TK: Usually everything we play is tightly structured. Very rarely will we improvise but it is not uncommon for Tim to yell out to us in the middle of a song to just keep riding out that part until he cues us for the change. That could last for a long time. Sometimes he’ll cue us in our out of a song early even though we might have a few bars left because he may have a spur of the moment idea for that song. We will occasionally do improvised swells in between songs as well.
MF: There seems to be a theatrical element, especially with Melina’s unaccompanied vocal songs. What things have influenced your group to make this sort of presentation?
TK: Melina never grew up playing music, so she has no musical language or background to it besides just being a fan. A couple of years ago she had an urge to sing and wanted help with arrangements, so she asked Tim for some advice and guidance. They got together and she was instantly a natural. Tim loved it so much he wanted to start a new project with her that included bobby and me. The music that they were writing was so cool and we already had a band, we knew right away that this was a no brainer. She became an official JOA.
As for the theatrical element, the three of us minus Melina, have been collaborating with a performance art group called ‘every house has a door’ on a piece called ‘Testimonium’ for the last two years. It’s wild, weird, exhilarating, and thought provoking. I think that has influenced our live set recently. We’ve also included some music from that on tour and it works really well in the set.
MF: Do you make art of any kind outside of music?
TK: Yes, I draw, make collages, and oil paintings. I have no real goals for the work though. It’s just another creative outlet that’s fun to do every now and again. It’s nice to step away from music and flex my creative muscles with a different medium. I have no formal training, so I technically have no idea what the hell I am doing, but that’s the beauty of it. Once you’re given rules and boundaries, you limit yourself from a potential avalanche of ideas. But it also can be challenging to work with limits too. That can be a fun way to be creative because you’re almost forced to exercise your brain within a tiny frame. I guess there is no right or wrong in art!

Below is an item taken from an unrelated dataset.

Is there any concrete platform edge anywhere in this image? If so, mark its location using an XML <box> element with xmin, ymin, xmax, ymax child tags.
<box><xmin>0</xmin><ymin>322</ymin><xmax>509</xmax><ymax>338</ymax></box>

MF: What do you think are the similarities between making music and other art forms?
TK: People have creative ideas and what better way to share them with the world, than through art. Music is art, just like writing, visual arts, multimedia, cooking, shaving, and running a marathon. Folks have different ways of approaching it, but if I’m stimulated, inspired, and challenged then the artist is doing something right.
MF: I’ve always felt that touring is both sacrifice and an opportunity. Can you elaborate on this idea of how touring with a band has highlights and low points?
TK: I’m writing to you in the middle of a ten hour drive in the middle of a rain/snow storm in Montana. It totally sucks, but there is a big payoff for the life I choose. Making music with my friends and traveling around the world to share it with people that get something out of it is very fulfilling and gratifying. It’s a labor of love, but would rather drive long hours to play music to people who care than work the service industry to those who don’t. I am single, have no children, and am not in debt so I really don’t have many sacrifices back home. I feel I luck out in that sense with the lifestyle I have chosen. As long as I am balanced and not burned out with making music and touring, I’ll be keeping this routine for many years to come.